2.2 Automatic installation of Hadoop:
With HOD, Hadoop does not need to be even installed on the cluster. The user can provide a Hadoop tarball that HOD will automatically distribute to all the nodes in the cluster.
2.3 Configuring Hadoop:
Dynamic parameters of Hadoop configuration, such as the NameNode and JobTracker addresses and ports, and file system temporary directories are generated and distributed by HOD automatically to all nodes in the cluster.
In addition, HOD allows the user to configure Hadoop parameters at both the server (for e.g. JobTracker) and client (for e.g. JobClient) level, including 'final' parameters, that were introduced with Hadoop 0.15.
2.4 Auto-cleanup of unused clusters:
HOD has an automatic timeout so that users cannot misuse resources they aren't using. The timeout applies only when there is no MapReduce job running.
2.5 Log services:
HOD can be used to collect all MapReduce logs to a central location for archiving and inspection after the job is completed.
3. HOD Components
This is a brief overview of the various components of HOD and how they interact to provision Hadoop.
HOD Client: The HOD client is a Unix command that users use to allocate Hadoop MapReduce clusters. The command provides other options to list allocated clusters and deallocate them. The HOD client generates the hadoop-site.xml in a user specified directory. The user can point to this configuration file while running Map/Reduce jobs on the allocated cluster.
RingMaster: The RingMaster is a HOD process that is started on one node per every allocated cluster. It is submitted as a 'job' to the resource manager by the HOD client. It controls which Hadoop daemons start on which nodes. It provides this information to other HOD processes, such as the HOD client, so users can also determine this information. The RingMaster is responsible for hosting and distributing the Hadoop tarball to all nodes in the cluster. It also automatically cleans up unused clusters.
HodRing: The HodRing is a HOD process that runs on every allocated node in the cluster. These processes are run by the RingMaster through the resource manager, using a facility of parallel execution. The HodRings are responsible for launching Hadoop commands on the nodes to bring up the Hadoop daemons. They get the command to launch from the RingMaster.
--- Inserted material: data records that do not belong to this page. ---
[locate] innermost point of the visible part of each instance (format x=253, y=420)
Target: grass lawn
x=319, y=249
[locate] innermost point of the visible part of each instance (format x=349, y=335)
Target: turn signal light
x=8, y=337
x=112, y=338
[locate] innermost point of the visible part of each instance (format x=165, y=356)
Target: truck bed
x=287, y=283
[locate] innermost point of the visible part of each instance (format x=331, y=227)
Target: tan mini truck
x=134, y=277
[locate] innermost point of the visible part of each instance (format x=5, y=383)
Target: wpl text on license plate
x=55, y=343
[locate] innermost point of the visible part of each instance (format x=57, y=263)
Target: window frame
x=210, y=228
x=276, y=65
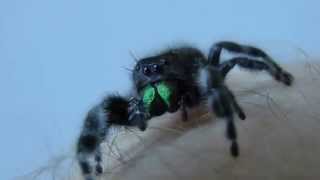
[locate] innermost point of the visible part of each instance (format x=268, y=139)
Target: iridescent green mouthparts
x=149, y=94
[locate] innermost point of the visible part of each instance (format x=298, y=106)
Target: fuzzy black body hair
x=192, y=77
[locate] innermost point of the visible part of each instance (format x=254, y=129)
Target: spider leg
x=265, y=61
x=184, y=112
x=114, y=110
x=221, y=104
x=255, y=65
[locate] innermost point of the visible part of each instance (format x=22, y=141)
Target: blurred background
x=59, y=57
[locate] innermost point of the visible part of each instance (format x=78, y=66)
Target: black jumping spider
x=177, y=78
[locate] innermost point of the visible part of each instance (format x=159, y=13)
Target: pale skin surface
x=278, y=140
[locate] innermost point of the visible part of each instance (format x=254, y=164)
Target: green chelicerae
x=149, y=94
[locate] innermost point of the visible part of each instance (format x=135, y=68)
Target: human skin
x=278, y=140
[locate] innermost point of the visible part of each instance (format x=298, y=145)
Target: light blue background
x=59, y=57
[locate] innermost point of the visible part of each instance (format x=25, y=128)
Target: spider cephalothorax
x=175, y=79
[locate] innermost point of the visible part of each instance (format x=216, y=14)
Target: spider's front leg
x=223, y=104
x=114, y=110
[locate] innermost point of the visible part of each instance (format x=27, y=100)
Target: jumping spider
x=175, y=79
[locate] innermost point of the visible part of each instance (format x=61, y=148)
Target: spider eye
x=137, y=68
x=146, y=71
x=155, y=68
x=164, y=61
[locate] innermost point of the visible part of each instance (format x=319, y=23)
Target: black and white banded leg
x=221, y=104
x=258, y=61
x=114, y=110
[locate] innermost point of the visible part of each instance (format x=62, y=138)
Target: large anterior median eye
x=137, y=68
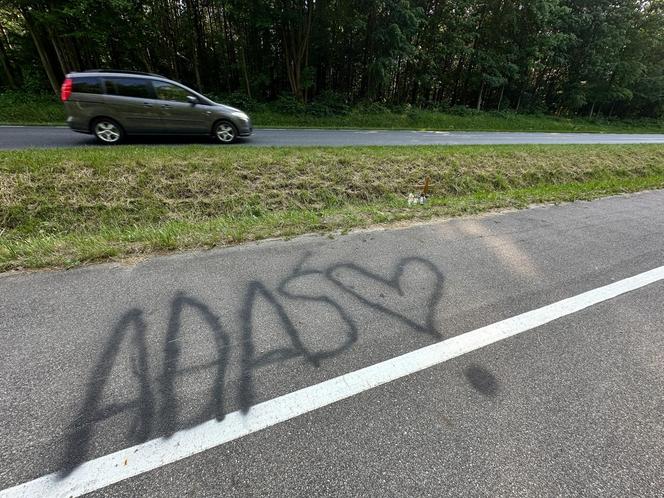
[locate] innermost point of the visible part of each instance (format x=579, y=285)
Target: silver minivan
x=113, y=104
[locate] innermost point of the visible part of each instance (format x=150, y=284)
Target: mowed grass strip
x=64, y=207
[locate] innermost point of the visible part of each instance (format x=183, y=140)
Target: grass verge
x=65, y=207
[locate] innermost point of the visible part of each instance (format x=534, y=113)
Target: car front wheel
x=224, y=132
x=107, y=131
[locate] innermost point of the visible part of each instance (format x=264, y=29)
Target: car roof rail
x=121, y=71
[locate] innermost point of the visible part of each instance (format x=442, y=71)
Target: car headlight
x=241, y=115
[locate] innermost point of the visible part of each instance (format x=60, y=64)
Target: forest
x=561, y=57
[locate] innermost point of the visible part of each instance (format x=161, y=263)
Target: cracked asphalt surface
x=17, y=137
x=571, y=408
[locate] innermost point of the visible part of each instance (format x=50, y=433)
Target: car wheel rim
x=225, y=132
x=106, y=131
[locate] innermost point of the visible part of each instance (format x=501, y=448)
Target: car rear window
x=87, y=84
x=129, y=87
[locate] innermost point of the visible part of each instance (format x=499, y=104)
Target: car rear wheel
x=225, y=132
x=107, y=131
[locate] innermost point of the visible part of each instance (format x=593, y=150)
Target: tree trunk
x=43, y=55
x=5, y=65
x=479, y=97
x=243, y=61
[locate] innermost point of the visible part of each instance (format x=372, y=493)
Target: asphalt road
x=12, y=137
x=98, y=359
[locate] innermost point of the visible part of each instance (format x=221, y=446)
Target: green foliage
x=568, y=57
x=66, y=206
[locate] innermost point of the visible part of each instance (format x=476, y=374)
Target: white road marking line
x=130, y=462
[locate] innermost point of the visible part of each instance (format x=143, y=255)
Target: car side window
x=167, y=91
x=129, y=87
x=87, y=84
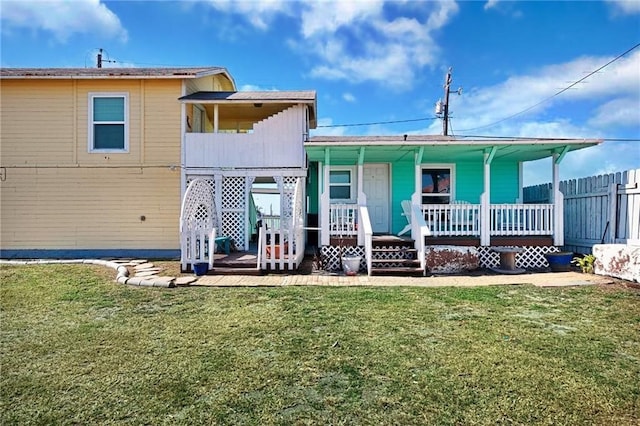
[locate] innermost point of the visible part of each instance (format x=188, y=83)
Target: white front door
x=376, y=188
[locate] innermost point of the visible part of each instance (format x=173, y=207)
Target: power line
x=379, y=122
x=555, y=94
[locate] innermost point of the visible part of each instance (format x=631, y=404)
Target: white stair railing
x=367, y=230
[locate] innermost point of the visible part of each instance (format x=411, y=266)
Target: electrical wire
x=379, y=122
x=555, y=94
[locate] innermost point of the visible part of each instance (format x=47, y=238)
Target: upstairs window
x=341, y=185
x=437, y=185
x=108, y=122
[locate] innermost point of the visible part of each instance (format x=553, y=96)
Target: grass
x=77, y=348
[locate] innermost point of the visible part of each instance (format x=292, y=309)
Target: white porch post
x=558, y=201
x=416, y=198
x=216, y=120
x=247, y=213
x=325, y=202
x=485, y=199
x=362, y=198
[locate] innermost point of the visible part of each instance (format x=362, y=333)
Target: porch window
x=437, y=185
x=108, y=122
x=341, y=184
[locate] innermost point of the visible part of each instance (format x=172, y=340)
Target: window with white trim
x=341, y=184
x=108, y=122
x=437, y=185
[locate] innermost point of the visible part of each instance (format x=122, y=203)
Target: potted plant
x=585, y=263
x=560, y=261
x=351, y=264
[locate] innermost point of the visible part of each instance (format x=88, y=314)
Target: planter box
x=200, y=268
x=351, y=264
x=559, y=262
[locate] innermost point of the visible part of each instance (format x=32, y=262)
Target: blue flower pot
x=559, y=262
x=200, y=268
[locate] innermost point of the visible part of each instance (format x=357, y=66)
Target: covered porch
x=441, y=191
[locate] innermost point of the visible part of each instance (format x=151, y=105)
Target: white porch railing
x=521, y=219
x=367, y=230
x=450, y=220
x=343, y=220
x=419, y=230
x=271, y=221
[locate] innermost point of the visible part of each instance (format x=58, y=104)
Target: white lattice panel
x=331, y=256
x=531, y=258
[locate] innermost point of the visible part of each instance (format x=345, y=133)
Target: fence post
x=612, y=228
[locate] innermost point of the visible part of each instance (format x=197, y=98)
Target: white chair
x=406, y=212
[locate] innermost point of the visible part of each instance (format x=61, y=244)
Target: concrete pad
x=144, y=266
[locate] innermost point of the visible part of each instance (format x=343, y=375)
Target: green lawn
x=77, y=348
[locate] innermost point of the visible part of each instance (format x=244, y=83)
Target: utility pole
x=445, y=121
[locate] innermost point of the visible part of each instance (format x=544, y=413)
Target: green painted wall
x=402, y=187
x=312, y=187
x=468, y=183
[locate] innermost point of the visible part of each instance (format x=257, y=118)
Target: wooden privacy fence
x=601, y=209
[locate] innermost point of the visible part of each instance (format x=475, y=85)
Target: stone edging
x=120, y=266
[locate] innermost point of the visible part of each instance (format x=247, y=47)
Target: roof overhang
x=256, y=99
x=112, y=73
x=440, y=148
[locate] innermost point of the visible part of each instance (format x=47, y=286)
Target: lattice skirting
x=330, y=256
x=531, y=258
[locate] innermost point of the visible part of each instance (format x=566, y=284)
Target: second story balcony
x=247, y=129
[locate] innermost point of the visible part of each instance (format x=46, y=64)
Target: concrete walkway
x=558, y=279
x=147, y=274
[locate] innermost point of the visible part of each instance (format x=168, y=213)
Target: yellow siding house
x=90, y=159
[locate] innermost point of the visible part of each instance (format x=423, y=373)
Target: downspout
x=485, y=198
x=362, y=198
x=324, y=201
x=558, y=198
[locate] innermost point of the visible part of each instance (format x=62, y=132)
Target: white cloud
x=348, y=97
x=618, y=112
x=357, y=41
x=627, y=7
x=259, y=13
x=62, y=18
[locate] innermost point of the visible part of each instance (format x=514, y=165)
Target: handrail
x=367, y=230
x=419, y=230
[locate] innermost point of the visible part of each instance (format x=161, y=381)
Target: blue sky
x=375, y=61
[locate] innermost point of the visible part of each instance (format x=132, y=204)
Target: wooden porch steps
x=239, y=263
x=393, y=255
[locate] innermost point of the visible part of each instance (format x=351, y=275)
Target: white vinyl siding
x=108, y=122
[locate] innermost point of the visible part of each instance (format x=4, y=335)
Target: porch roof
x=111, y=73
x=438, y=148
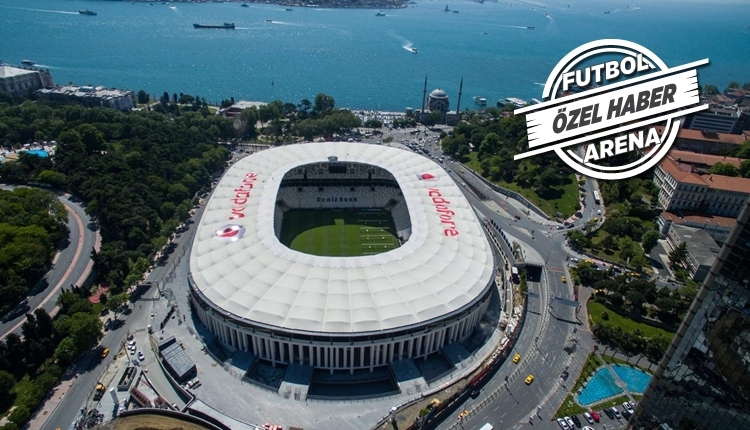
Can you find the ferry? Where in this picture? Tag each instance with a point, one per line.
(226, 25)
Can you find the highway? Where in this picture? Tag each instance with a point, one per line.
(71, 267)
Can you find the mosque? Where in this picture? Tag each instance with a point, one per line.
(438, 101)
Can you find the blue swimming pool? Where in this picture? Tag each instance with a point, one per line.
(636, 379)
(39, 152)
(601, 386)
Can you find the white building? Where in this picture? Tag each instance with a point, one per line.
(339, 313)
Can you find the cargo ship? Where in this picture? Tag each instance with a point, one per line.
(226, 25)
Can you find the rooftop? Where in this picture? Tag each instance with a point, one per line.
(685, 173)
(7, 71)
(696, 218)
(700, 244)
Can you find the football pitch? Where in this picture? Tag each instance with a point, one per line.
(339, 232)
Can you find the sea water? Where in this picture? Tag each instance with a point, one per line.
(362, 60)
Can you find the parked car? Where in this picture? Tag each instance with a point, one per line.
(576, 420)
(627, 407)
(595, 415)
(569, 421)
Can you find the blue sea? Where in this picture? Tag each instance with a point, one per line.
(360, 59)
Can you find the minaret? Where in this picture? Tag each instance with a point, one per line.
(460, 90)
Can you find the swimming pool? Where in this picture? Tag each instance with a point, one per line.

Hodrc / HOD configuration file: An INI style configuration file where the users configure various options for the HOD system, including install locations of different software, resource manager parameters, log and temp file directories, parameters for their MapReduce jobs, etc.
Submit Nodes: Nodes where the HOD Client is run, from where jobs are submitted to the resource manager system for allocating and running clusters.
Compute Nodes: Nodes which get allocated by a resource manager, and on which the Hadoop daemons are provisioned and started.